3.2 Strict arguments (and pointer tagging)
A second wrinkle concerns missing tag info on banged lifted arguments of unlifted data types. Consider this program:
type Box :: UnliftedType -> Type
data Box a = Box a
type UMaybe :: Type -> UnliftedType
data UMaybe a = UJust !a | UNothing
{-# OPAQUE y #-}
y :: Int
y = sum [0..100]
x :: Box (UMaybe Int)
x = Box (UJust y)
Suppose we were to float that UJust y
to the top level. We get this:
y :: Int
y = sum [0..100]
x2 :: UMaybe Int
x2 = UJust y
x1 :: Box (UMaybe Int)
x1 = Box x2
x :: Box (UMaybe Int)
x = case y of { I# _ -> x1 } -- This eval is added by the wrapper for `UJust`
We have an invariant, established by the STG-rewrite pass, that the strict arguments of a
data constructor are always properly tagged. The STG-rewrite pass adds an eval to x2
thus:
x2 :: UMaybe Int = \r [] case y of y' { __DEFAULT -> UJust [y']; };
x1 :: Box (UMaybe Int) = Box! [x2];
x :: Box (UMaybe Int) = \u [] case y of { I# _ -> x1<TagProper>; };
And now x2
is no longer a data-constructor application, disobeys the invariant of Section 2.

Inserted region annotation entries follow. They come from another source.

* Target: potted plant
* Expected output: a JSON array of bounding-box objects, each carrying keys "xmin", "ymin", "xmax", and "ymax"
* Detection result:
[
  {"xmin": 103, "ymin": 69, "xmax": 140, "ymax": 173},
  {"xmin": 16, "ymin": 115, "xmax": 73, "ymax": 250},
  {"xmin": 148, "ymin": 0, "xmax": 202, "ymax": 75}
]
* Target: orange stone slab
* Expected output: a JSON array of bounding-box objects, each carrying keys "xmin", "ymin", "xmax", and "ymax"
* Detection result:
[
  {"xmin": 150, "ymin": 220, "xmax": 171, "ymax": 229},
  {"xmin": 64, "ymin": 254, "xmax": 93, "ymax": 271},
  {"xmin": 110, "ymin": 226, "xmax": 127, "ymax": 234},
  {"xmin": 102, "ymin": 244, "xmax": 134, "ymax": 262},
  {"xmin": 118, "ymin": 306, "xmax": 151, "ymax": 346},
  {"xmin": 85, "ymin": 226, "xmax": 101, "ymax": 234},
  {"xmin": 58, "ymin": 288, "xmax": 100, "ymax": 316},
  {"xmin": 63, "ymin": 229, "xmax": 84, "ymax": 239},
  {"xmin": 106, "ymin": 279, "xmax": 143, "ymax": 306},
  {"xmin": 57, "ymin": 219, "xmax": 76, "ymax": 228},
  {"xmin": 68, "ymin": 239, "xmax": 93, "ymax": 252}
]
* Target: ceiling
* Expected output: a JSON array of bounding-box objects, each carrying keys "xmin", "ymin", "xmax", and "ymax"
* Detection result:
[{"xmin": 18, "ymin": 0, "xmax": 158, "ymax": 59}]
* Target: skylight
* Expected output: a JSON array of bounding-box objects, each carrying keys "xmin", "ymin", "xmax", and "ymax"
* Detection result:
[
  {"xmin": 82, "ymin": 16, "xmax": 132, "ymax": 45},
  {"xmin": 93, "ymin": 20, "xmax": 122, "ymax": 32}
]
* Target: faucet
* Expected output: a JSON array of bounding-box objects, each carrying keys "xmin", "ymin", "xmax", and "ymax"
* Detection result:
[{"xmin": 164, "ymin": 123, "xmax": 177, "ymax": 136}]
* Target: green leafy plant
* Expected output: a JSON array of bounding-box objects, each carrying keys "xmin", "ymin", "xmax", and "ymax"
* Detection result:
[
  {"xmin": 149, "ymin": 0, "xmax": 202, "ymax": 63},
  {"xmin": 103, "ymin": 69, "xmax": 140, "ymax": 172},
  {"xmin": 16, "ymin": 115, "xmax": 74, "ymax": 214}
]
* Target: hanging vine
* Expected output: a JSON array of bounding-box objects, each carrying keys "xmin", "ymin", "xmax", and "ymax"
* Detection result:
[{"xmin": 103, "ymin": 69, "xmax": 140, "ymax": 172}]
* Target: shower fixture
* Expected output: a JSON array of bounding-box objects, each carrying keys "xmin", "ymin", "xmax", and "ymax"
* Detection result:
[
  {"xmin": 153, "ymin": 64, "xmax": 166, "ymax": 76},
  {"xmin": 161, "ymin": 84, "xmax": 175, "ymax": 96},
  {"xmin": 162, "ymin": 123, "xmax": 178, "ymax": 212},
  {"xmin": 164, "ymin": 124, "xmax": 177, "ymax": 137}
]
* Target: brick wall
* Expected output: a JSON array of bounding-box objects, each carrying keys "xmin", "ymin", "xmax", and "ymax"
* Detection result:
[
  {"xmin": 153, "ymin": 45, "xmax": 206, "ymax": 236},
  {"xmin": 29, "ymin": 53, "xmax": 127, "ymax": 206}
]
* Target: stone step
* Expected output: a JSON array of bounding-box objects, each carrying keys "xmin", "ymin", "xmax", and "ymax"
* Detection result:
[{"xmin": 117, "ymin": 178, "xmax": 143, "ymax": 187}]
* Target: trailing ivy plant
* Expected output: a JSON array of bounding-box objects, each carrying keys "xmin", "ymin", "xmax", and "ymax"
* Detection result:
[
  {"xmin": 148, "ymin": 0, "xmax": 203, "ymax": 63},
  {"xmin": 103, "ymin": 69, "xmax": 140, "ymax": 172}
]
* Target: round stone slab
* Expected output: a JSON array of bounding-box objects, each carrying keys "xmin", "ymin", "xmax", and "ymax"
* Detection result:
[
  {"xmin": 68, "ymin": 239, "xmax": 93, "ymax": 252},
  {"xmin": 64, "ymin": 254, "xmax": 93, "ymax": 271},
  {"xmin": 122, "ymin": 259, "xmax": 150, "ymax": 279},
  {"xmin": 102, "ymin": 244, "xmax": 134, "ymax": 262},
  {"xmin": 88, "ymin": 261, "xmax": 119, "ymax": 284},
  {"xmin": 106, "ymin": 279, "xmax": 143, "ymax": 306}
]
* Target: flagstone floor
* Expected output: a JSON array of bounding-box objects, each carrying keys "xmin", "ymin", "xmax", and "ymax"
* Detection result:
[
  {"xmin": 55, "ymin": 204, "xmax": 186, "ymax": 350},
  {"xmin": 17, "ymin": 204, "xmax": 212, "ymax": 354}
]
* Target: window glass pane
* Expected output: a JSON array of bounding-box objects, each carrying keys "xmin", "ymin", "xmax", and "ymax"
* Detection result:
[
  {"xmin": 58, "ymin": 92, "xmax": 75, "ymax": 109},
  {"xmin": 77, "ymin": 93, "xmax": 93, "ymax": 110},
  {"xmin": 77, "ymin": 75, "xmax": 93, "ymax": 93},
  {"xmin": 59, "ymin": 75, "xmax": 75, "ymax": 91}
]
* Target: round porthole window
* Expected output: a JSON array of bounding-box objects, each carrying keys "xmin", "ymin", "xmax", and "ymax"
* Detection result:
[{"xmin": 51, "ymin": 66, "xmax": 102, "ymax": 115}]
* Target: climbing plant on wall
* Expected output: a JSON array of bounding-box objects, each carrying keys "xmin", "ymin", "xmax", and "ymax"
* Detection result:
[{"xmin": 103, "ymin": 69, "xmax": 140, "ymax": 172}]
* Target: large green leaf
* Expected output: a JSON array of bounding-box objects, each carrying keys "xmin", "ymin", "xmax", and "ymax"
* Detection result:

To avoid this, we currently only allow floating out unlifted data constructor workers if their strict arguments are fully static, which guarantees they won't be expanded in Stg.
3.3 Transitively check lifted strict arguments
It is necessary to transitively check the fully static property for lifted strict arguments of data constructors. That is because those arguments can themselves have strict arguments which therefore may need to be expanded in Stg. For example consider this program:
data S a = MkS !a -- Lifted
data T a :: UnliftedType = MkT !a
t :: T (S Int)
t = MkT s
s :: S Int
s = MkS y
y :: Int
y = factorial 200
The t
binding is a top-level unlifted binding. At first glance, it seems to satisfy the conditions for being fully static. However, it uses the variable s
in its strict argument, so it will be expanded in Stg as follows:
s = case y of y' -> MkS y'
And in turn this would cause t
to be expanded:
t = case s of s' -> MkT s
Which is problematic. To avoid this we have formulated the invariant such that we only allow top-level unlifted bindings if strict arguments are themselves also fully static, transitively.